# Topknot banded... Sort of?



## Ms Stella (Aug 16, 2010)

Looks like you are doing pretty good to me  I make bigger parts than you do..but it looks good. As long as you dont have it too tight or any little hairs pulling I think you are ok


----------



## Jdcollins (Feb 3, 2011)

They do look skinny... How many parts do you make? 


Sent from my iPhone using Petguide.com Free App


----------



## Ms Stella (Aug 16, 2010)

Well I dont band as far back as you...many people do...my handler told me to just band like this as it has been working good for us..ive never banded or wrapped her neck.


----------



## Jdcollins (Feb 3, 2011)

That looks a lot more comfortable... Maybe I should remove and re do


Sent from my iPhone using Petguide.com Free App


----------



## 2719 (Feb 8, 2011)

I think you did a good job. I tried to find a few pictures of my banding of Cosi and Mimi. The first two are Cosi. I included the first one so you can see how wide I parted the bands...even though he has a strange look on his face. The second one is of Cosi as a puppy to show where I began to part the hair at the eyes and continued back over the ears. The last is Mimi (she had a ton of fly aways because she constantly rubbed her face against the couch or our legs(. But that pic also shows the parts.
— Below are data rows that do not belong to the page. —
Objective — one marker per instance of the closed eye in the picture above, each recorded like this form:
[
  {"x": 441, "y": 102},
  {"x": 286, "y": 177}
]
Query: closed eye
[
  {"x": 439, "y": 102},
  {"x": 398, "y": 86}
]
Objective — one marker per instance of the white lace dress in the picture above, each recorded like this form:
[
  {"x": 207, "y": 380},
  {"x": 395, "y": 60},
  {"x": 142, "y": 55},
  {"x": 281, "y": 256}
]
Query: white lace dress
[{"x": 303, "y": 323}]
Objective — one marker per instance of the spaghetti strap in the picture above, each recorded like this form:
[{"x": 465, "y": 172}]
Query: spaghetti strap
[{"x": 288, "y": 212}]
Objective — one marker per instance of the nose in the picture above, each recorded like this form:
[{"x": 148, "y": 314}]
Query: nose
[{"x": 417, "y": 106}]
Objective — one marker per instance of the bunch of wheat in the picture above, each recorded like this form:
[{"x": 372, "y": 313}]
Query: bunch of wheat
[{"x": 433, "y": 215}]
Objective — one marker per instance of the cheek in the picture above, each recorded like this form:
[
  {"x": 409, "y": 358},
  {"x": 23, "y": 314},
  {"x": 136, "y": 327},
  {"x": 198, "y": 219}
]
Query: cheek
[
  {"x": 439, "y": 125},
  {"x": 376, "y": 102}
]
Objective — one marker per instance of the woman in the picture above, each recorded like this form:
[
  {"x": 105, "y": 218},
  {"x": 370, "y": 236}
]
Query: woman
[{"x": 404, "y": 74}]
Anyway you will find the more you do it the easier it will become. I would get them to lay down on the grooming table and rest their heads (chins) on a pillow so I could easily see what I was doing.

Sherry


----------



## Jdcollins (Feb 3, 2011)

TLP said:


> I think you did a good job. I tried to find a few pictures of my banding of Cosi and Mimi. The first two are Cosi. I included the first one so you can see how wide I parted the bands...even though he has a strange look on his face. The second one is of Cosi as a puppy to show where I began to part the hair at the eyes and continued back over the ears. The last is Mimi (she had a ton of fly aways because she constantly rubbed her face against the couch or our legs(. But that pic also shows the parts.
> 
> Anyway you will find the more you do it the easier it will become. I would get them to lay down on the grooming table and rest their heads (chins) on a pillow so I could easily see what I was doing.
> 
> Sherry


Thanks for the pics. Looks like u go as far back as I did.. 
Your sections look thicker than mine as well... ... Maybe I should try bigger sections


Sent from my iPhone using Petguide.com Free App


----------



## ArreauStandardPoodle (Sep 1, 2009)

I think you have done a terrific job!


----------



## ambitious groomer (Mar 21, 2011)

*Thank you so much for this thread*

I'm having a hell of a time keeping Nyx in bands. I'm going to be seeking advise from her breeder soon. She's scratching so much. I have to re band every day. I'm making the parts as precise as possible. I'm going to see if they'll show me how they did it. (she's retired from show.


----------



## 2719 (Feb 8, 2011)

JDCollins

I banded far back because I had two puppies in show coat. I allow them to live like puppies and they loved to run in the yard, and yes, wrestle. So banding back into the neck hair helped to protect it. It also saved the neck hair from breakage when I had their silk collars on. AND it stopped all their hair from getting sun damaged. But if you do not have to worry about that then you will not need to band so far back. And with Ms Stella's banding I like how she double banded the two pony tails together. I would do this if the hair is very long as it stops the banded hair from flopping over.


----------



## Jdcollins (Feb 3, 2011)

Lola's topknot/neck hair is I'm guessing 4-5 inches long... Not growing it for show but hopefully for a grooming competition.. So far it seems to be staying in fine and the knitting needle def helped but I still think I need to do a cleaner job...my two wrestle tons too and rusty always grabs her by the neck which I think causes some knotting. initially that was my thought when I went that far back ... Besides I watched a couple of videos of ppl banding longer topknots that went back into the neck. I'll keep trying but gonna leave it for now since its staying in well enough. Practice makes perfect right? Lol


Sent from my iPhone using Petguide.com Free App


----------